Back when President Obama was lecturer Obama at the University of Chicago Law School, he gave final exams in constitutional law. We’ve already explored his questions and recommended answers from his first year, 1996, here and here.

Now it’s time to move on to lecturer Obama’s final from 1997. Once again, constitutional law exams work in a very specific way: the teacher presents an “issue-spotting” question, in which students are asked to provide analysis of a set of facts; the teacher then provides sample answers, so students know if they covered the issues.

Here’s the first question from Obama’s 1997 exam.

The situation is a cross between Dolly the Sheep and Terri Schiavo. Essentially, many years in the future, there’s a young woman, Dolly. After a car accident, Dolly enters into a severe vegetative state with no possibility of recovery. Her parents, Mary and Joseph (you have to love the carefully chosen anti-religious implications here), whom she has given joint authority over her in a living will, decide to pull the plug. They also decide that they want to clone her. The problem is that the state has passed a law against cloning. The second problem is that other states that allow cloning require consent of the cloning subject, unless the subject is a terminally ill child – and it’s unclear whether Dolly gave her consent, though she had no moral objections to cloning.

This presents a question: is there a constitutional right to cloning?

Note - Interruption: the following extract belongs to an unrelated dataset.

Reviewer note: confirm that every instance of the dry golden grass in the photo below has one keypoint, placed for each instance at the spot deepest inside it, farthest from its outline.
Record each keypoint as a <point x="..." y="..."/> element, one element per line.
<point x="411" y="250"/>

Here the analysis of Obama’s suggested answer:

So here’s what we’ve learned: Obama believes that the right to privacy should encompass everything up to and including cloning; he thinks that religious morality must be struck down by courts when implemented in law, even though it is supported by thousands of years of tradition; he believes that the state has no interest in family formation; he wants the state to implement morality only when it is his morality.